(de uma lenda oriental passada oralmente de pai para filho até os nossos dias, já que não sabem escrever, mesmo – só fazer riscos)
Publicado 11/11/2006 18:01 | Editado 13/12/2019 03:30
Parte II
Ela é cruza de crisálida com hipopótamo
“Ela orvalha pelos poros e acumula pólen nas orelhas. É uma cruza de crisálida com hipopótamo. Rinocera dentro dágua, fora vira vaca. Tem cheiro de chuva no chão de barro das telhas e o sem-som da formiga se acordando, de manhã cedo, lavando os olhinhos em poça dágua. Entre peixe e gato pingado, já teve ginga e medo dágua. Meio passarinho que parda, amadurecia no outono. Quando vira-lata no beco (ou bueiro em noite alta), ratazanas moraram em sua goela. Cospia então baratas, engolia latas de cerveja, na digestão enferrujada dos restos da cidade”.
(Heidegger, filósofo, em 19 de agosto de 1932)
“Na verdade, há anos atrás, era atravessada de vielas, e tinha no rosto, às avessas, uma ponte. A Lua a encobria como nuvem no telhado das casas, de onde brincava de escorrer pelas paredes ásperas. Era mistura de muro com esquina; outras vezes, ria. Você podia ver em seus olhos (se quisesse, ou se já tivesse nascido, já que a vaca é alguém ou algo que atravessa os tempos desde que tempo há , em campos ressecados de esperança ou em verdes planícies onduladas de sereno e lonjura) a chuva fina que a alimentava, e em seu peito, mesmo assim, podia ouvir vozes de conchas. Porque era oca por fora, porque por dentro tinha uma avenida. Respondia a todas as perguntas com uma mesma resposta (acertava sempre). Quando chegou aqui, não existia, mas foi se construindo com as pedras que atiravam nela. Então, agora, é feita de concreto armado, derretida por dentro, como açucre”

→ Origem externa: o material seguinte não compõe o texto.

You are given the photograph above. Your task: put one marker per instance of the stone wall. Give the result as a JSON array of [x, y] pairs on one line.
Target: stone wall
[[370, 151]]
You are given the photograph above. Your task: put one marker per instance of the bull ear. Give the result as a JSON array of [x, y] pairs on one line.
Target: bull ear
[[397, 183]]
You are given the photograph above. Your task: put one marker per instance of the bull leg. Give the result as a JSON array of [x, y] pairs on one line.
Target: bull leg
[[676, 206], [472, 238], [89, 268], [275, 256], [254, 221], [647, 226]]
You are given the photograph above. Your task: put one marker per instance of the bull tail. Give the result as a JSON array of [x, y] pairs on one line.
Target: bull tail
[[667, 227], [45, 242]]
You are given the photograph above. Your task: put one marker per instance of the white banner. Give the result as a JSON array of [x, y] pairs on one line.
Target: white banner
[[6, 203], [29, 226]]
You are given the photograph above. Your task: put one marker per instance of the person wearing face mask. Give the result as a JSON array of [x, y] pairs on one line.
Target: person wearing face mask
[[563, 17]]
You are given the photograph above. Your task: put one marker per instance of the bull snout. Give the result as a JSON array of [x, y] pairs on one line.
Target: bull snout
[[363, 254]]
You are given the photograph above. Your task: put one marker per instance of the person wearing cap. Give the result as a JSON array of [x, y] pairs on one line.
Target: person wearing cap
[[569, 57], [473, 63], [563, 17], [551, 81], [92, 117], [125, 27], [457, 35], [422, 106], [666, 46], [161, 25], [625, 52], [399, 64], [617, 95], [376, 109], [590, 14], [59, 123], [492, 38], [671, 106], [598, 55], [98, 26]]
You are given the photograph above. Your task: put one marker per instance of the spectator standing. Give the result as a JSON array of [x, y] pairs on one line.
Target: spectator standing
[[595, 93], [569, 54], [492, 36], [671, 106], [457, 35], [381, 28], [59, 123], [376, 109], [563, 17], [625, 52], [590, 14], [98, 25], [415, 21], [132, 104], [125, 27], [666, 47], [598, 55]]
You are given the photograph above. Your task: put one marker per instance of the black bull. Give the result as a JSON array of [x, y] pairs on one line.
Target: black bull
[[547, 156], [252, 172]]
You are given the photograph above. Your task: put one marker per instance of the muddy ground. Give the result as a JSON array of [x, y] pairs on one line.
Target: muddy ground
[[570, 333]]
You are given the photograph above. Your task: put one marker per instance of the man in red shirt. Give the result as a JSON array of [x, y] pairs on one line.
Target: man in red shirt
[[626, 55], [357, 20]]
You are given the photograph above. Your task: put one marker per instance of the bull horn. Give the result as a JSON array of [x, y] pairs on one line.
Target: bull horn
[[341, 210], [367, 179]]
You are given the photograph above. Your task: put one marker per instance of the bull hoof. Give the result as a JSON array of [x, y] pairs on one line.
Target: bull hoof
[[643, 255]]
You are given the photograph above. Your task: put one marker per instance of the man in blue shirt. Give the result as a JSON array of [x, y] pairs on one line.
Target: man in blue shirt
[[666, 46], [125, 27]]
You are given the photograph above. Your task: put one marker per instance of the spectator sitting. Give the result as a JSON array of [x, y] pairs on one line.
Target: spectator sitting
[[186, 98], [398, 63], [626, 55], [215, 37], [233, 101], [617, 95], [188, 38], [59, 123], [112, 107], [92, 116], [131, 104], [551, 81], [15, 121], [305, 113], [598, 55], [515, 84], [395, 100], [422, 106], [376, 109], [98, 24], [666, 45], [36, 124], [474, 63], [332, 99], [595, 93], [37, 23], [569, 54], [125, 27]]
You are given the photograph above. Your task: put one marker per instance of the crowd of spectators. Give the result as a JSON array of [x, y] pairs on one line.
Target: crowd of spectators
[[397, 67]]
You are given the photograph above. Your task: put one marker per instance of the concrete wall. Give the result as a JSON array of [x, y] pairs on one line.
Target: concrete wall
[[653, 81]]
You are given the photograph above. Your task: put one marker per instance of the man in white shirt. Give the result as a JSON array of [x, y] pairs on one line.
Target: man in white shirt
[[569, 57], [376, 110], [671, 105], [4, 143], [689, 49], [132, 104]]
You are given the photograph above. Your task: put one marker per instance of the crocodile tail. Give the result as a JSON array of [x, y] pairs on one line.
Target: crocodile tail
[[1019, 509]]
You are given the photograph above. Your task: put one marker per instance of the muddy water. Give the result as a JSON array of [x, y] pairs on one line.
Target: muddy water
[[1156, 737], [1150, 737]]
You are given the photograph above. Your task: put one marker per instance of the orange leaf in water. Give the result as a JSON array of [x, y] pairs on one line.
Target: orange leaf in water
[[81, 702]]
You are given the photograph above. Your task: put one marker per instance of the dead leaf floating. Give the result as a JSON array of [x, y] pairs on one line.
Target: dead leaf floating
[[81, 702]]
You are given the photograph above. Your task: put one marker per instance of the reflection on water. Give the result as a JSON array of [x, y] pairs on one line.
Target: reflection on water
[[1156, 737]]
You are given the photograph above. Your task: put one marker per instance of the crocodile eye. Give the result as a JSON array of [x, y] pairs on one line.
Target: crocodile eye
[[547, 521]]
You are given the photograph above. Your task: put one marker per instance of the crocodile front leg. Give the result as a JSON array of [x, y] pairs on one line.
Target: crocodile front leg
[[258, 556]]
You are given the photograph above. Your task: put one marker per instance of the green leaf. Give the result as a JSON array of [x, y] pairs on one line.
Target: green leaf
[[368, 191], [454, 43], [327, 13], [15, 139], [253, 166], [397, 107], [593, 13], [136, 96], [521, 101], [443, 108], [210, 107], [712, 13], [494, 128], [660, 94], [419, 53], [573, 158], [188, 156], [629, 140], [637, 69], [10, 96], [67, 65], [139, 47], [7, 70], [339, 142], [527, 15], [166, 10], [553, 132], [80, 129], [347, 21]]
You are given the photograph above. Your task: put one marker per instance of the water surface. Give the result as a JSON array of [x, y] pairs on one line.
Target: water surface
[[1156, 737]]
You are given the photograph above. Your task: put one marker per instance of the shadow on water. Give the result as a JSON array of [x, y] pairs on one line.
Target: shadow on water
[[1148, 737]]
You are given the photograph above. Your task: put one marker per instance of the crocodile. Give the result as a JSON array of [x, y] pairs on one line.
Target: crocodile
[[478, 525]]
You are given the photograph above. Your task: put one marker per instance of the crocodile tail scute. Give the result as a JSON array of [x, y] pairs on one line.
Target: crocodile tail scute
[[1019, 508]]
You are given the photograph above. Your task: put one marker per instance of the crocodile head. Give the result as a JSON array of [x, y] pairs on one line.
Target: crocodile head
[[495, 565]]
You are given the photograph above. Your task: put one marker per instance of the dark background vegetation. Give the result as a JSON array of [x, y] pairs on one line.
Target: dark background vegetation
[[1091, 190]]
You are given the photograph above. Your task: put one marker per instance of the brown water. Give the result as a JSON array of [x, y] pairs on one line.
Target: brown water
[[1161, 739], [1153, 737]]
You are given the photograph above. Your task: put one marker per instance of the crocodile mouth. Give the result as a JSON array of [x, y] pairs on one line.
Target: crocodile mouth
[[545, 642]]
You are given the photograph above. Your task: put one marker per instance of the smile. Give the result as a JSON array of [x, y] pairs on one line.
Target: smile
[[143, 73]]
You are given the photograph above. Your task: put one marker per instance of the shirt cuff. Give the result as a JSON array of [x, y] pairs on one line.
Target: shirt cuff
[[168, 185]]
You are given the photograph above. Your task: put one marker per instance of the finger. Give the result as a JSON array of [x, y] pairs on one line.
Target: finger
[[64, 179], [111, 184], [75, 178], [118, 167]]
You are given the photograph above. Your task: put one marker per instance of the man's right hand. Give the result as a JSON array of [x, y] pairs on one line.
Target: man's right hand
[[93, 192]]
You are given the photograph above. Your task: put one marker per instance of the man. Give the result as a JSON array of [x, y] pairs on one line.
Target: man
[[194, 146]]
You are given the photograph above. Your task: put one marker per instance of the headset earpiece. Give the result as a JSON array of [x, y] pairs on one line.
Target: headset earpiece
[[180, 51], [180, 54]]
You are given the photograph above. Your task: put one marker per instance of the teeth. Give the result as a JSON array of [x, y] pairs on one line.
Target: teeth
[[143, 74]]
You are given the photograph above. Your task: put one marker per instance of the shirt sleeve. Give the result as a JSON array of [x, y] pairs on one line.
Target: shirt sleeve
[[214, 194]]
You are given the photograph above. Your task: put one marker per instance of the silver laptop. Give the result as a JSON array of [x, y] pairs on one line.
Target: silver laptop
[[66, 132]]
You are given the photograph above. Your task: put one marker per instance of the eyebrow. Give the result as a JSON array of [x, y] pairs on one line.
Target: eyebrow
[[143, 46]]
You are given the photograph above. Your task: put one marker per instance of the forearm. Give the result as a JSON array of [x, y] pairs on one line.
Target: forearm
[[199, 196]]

(O filósofo Kierkegaard, bradando, em ontens, no alto de um fiord dinamarquês)
“A vaca? Ah! A vaca! Se bem me lembro, a vaca entupia túneis com escuridão, tapava o sol com peneira e estivera a propósito de esquinas no tempo em que cidades eram escassas. Desse modo, desse medo, pouco se lembrava, afora os lampiões. Lhe serviriam de conforto as pedras, não fosse ter que carregá-las… Era engolida de tristeza e álcool, era perseguida por moscas e a rua a dormia coberta de frio. Enquanto a madrugada deitava com ela, a enfeitava de estrelas (mencionou aurora em seu diário, com medo de perdê-la)”
(Anastácio Kinski, poeta romeno, por ocasião da “desiluminação”, quando viu a face esquerda de Deus através de uma janela enregelada em Paris. Dias depois fundava o anastacismo kinski, estúpida doutrina religiosa em que pregava a cabal inexistência de Deus, da desiluminação que teve, e dele mesmo).